In January 2025, Indonesia’s Ministry of Finance launched Coretax to replace DJP Online. However, the launch triggered widespread dissatisfaction among users, reflecting negative public sentiment. This study aims to analyze public perception of Coretax and evaluate the performance of machine learning models in sentiment classification. A total of 6.036 Indonesian language tweets related to Coretax, posted between January and April 2025, were collected using Tweet Harvest. The dataset consists of 0,83% positive, 51,05% negative, and 48,11% neutral sentiments. The research methodology involved several stages: data crawling, manual labeling, preprocessing (cleaning, case folding, stopword removal, tokenization, normalization, stemming, and specifically for LSTM: conversion of tokens into numerical indices, padding, and embedding), feature representation using TF-IDF for classical models and word embedding for deep learning, data balancing with SMOTE, model implementation (Naive Bayes, Support Vector Machine with various kernels, and LSTM), model evaluation and comparison, and visualization through word clouds. The application of SMOTE succeeded in improving the performance of all algorithms.

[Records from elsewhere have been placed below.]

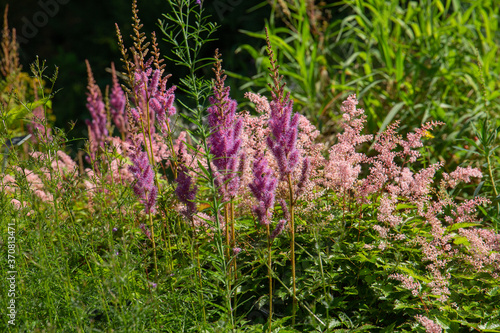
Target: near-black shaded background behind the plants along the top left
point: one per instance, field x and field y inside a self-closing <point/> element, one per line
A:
<point x="66" y="32"/>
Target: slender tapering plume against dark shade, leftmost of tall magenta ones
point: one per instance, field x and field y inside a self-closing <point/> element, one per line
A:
<point x="97" y="127"/>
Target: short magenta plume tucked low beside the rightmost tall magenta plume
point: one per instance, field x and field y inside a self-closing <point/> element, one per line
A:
<point x="263" y="188"/>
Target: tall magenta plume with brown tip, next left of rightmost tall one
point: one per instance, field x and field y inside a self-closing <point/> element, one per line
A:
<point x="225" y="131"/>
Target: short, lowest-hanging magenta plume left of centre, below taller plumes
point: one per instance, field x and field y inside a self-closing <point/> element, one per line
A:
<point x="143" y="173"/>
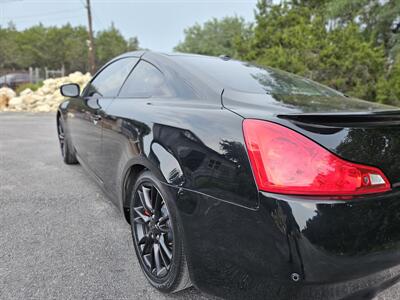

After applying SMOTE, the SVM with the RBF kernel achieved the best performance with 90,70% accuracy, 91% precision, 90,66% recall, and 90,66% F1-score. Keyword analysis revealed that terms such as “data” and “mudah” dominated positive sentiment, “silakan” and “kakak” were prevalent in neutral sentiment, while “sistem” and “error” frequently appeared in negative sentiment. The findings highlight the urgent need for system infrastructure improvements, user-centered features, responsive technical support, taxpayer training, and continuous updates to enhance Coretax and restore public trust.